Without discussing who we are voting for, and more importantly why we have selected them (or even the reasons we are not voting) with as broad a range of people as possible, we perpetuate the idea of loyal solid party voters. Discussion doesn’t need to be proselytising, indeed people may discover they have identical views but the results differ due to tactics that our political system forces. When people are backed into a system they can react in wildly different ways and just looking at the raw data can create the illusion that there is no strong common ground on particular issues since the votes are split between groups with radically different perspectives. As Wail Qasim wrote recently for Vice there is only a limited pool of parties which non-white people may feel represent their interests. The same is true for many other disadvantaged groups in society. This perspective leads to neglect as the main parties that rely on their support feel like they don’t have to offer anything to compel that support – they assume they will always get the votes regardless of how awful they treat people because they are better than the alternative.

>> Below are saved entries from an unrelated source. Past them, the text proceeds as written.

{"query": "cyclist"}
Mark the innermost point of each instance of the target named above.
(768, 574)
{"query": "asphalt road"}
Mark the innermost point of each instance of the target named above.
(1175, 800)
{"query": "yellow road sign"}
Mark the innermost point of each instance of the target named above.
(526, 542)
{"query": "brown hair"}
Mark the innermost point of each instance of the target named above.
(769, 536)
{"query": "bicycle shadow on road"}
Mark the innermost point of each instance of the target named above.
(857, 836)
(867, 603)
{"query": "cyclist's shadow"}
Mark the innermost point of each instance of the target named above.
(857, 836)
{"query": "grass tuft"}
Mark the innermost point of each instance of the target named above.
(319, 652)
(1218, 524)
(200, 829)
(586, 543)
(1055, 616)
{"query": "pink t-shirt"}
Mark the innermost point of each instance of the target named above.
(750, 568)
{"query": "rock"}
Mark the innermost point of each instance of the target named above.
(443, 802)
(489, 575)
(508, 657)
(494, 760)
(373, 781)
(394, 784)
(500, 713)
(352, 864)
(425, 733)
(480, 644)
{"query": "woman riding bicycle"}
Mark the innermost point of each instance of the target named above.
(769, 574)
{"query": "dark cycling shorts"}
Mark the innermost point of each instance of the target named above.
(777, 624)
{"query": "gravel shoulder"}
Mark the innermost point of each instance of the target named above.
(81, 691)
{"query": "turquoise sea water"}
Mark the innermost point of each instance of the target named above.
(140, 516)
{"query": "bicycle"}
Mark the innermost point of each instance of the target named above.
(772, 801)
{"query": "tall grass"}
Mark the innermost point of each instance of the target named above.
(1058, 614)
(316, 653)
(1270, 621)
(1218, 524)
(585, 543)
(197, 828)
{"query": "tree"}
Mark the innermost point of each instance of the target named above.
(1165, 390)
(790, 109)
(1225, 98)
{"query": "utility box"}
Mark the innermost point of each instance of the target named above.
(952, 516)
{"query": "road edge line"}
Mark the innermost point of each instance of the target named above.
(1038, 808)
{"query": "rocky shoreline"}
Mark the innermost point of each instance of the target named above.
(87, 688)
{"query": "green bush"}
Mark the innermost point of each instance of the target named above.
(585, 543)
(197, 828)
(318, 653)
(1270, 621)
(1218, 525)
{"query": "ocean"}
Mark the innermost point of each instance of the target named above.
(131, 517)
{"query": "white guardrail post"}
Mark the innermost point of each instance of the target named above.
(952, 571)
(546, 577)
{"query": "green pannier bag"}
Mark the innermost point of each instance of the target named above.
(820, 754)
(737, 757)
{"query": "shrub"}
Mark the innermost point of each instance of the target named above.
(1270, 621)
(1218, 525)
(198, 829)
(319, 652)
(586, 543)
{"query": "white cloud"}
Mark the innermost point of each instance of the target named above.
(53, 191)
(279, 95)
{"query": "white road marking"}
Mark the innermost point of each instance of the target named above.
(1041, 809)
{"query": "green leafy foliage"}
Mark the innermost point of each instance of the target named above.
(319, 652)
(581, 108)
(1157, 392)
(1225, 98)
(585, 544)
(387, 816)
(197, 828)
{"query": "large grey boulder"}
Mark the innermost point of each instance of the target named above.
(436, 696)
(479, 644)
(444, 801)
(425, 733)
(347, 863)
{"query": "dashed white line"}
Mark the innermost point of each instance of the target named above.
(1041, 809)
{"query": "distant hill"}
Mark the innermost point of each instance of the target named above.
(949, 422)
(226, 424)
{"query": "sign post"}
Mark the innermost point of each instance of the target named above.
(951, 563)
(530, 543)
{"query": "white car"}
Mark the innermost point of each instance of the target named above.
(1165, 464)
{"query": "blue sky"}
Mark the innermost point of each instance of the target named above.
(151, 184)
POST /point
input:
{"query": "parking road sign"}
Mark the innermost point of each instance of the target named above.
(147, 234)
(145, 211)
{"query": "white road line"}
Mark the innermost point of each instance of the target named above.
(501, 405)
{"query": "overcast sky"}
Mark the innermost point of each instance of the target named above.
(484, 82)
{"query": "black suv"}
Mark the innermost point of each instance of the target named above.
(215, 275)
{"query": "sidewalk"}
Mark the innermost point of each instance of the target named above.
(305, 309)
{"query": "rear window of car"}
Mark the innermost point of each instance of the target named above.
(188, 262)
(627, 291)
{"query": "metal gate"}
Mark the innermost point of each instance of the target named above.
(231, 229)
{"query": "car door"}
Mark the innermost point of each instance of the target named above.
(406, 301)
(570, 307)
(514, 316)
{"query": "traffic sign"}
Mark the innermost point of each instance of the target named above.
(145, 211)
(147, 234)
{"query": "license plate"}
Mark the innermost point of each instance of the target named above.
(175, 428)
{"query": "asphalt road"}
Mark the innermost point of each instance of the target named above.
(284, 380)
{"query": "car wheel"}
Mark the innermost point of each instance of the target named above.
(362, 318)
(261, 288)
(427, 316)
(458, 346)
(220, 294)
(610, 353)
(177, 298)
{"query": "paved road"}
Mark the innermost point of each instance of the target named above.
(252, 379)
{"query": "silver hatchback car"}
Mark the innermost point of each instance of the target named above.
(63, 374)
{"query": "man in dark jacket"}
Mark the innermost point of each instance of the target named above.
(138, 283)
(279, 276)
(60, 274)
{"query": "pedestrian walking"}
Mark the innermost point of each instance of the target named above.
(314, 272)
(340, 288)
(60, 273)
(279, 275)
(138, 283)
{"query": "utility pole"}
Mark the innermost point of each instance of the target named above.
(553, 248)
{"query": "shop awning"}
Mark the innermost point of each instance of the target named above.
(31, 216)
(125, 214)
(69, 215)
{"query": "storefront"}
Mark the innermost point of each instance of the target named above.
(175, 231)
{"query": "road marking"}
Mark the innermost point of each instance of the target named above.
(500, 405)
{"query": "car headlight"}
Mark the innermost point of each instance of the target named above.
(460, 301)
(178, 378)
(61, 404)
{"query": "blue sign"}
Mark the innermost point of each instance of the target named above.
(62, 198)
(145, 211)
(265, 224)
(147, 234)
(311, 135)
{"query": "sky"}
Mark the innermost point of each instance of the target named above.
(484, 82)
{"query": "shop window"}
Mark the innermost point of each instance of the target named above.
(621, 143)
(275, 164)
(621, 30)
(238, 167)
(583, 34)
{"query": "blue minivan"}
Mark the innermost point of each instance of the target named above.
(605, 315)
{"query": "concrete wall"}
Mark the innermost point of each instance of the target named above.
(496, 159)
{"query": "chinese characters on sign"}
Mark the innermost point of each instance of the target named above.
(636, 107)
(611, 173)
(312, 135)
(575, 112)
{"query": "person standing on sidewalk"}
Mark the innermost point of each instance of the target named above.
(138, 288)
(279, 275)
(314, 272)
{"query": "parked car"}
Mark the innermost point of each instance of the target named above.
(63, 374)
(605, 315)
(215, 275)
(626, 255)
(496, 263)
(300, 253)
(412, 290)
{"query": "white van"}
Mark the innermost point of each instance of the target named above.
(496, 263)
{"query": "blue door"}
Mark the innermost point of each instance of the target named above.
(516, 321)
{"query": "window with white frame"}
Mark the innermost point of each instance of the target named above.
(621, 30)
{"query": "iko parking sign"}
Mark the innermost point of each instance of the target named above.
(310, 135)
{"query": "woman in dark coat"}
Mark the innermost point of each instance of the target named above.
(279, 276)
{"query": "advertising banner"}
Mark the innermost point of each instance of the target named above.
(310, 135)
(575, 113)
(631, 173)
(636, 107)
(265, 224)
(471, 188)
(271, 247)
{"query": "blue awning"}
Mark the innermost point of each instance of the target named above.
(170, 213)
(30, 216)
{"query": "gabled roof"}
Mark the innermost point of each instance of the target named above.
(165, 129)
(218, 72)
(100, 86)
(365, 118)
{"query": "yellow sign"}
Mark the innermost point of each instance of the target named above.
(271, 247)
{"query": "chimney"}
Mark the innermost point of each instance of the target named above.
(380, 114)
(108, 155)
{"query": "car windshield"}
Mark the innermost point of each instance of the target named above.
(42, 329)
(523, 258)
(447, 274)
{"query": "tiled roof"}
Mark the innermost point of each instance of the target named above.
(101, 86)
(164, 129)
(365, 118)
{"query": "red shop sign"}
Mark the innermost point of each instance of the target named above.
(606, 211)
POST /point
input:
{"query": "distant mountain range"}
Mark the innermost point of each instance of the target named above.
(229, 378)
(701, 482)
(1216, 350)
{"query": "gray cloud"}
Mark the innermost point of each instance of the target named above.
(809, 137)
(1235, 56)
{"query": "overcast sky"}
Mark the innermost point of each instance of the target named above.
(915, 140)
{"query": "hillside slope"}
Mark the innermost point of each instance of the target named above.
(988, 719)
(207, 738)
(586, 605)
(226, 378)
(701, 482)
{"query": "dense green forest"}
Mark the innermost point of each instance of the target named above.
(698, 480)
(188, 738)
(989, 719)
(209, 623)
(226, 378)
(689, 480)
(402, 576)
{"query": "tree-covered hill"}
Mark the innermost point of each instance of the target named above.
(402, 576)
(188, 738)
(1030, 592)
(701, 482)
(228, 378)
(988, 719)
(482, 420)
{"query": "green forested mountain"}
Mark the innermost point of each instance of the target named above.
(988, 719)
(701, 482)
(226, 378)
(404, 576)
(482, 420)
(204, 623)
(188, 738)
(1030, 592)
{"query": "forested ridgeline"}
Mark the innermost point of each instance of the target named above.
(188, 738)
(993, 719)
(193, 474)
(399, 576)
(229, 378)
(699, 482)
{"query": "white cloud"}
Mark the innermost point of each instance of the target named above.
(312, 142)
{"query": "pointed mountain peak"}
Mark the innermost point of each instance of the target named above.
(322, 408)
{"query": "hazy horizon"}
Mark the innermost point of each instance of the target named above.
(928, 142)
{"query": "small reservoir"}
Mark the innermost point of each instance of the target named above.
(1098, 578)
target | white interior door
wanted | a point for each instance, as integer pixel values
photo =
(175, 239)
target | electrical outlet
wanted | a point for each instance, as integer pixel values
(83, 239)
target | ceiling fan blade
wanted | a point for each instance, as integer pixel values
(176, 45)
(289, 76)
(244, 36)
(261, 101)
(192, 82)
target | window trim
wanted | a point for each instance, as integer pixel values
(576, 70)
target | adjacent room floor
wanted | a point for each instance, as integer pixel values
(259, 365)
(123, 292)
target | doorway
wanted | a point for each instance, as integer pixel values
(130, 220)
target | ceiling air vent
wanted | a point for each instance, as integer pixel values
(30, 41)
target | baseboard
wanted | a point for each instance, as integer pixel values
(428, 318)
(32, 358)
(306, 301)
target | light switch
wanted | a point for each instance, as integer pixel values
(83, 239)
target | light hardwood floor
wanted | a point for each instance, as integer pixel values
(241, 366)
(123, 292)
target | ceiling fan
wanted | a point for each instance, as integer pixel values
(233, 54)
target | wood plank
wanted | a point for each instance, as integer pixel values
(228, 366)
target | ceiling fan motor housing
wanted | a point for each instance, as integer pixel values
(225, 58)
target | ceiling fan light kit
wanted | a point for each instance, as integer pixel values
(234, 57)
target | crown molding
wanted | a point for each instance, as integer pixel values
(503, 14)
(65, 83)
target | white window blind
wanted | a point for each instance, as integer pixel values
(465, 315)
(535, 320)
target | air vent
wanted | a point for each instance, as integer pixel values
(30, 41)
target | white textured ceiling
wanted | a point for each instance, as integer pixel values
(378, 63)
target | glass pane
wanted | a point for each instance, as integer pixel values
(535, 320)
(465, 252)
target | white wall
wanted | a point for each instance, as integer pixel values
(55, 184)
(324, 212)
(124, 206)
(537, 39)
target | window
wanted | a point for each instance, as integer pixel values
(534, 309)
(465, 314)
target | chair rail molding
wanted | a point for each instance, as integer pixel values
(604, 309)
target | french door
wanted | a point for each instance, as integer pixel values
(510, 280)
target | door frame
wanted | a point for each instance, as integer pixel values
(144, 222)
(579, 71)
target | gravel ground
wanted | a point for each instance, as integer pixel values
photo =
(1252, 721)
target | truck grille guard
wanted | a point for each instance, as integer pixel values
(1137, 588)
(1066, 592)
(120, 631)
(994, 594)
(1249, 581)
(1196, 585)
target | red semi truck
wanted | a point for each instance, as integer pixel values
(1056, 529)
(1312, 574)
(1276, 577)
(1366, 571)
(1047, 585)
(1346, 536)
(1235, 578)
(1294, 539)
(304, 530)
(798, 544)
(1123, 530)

And so all the turf of political conversation becomes even more narrowly geared for those already in positions of great privilege.

With my Dad and his siblings composed of four mixed-race black kids growing up in the Midlands during the 80s there is a fundamental notion in the family that you absolutely NEVER vote Tory. As a result the choice becomes often tactical – voting for a smaller party may in a roundabout way introduce a Tory to power so instead the focus becomes on blocking them. This is why I will vote the way I do in my first general election.

My ideal is ultimately to reform the voting system so that people can have more faith in the system. On a smaller level I want parties to actively engage people rather than rely on tactical voting, and move beneficial policies to a wider range of people instead of middle-class swing voters. Part of that is opening up the conversation and honestly talking about how we are forced to vote tactically if we choose to participate in the current system.

I am voting Labour but I want to one day feel like it is more of a choice.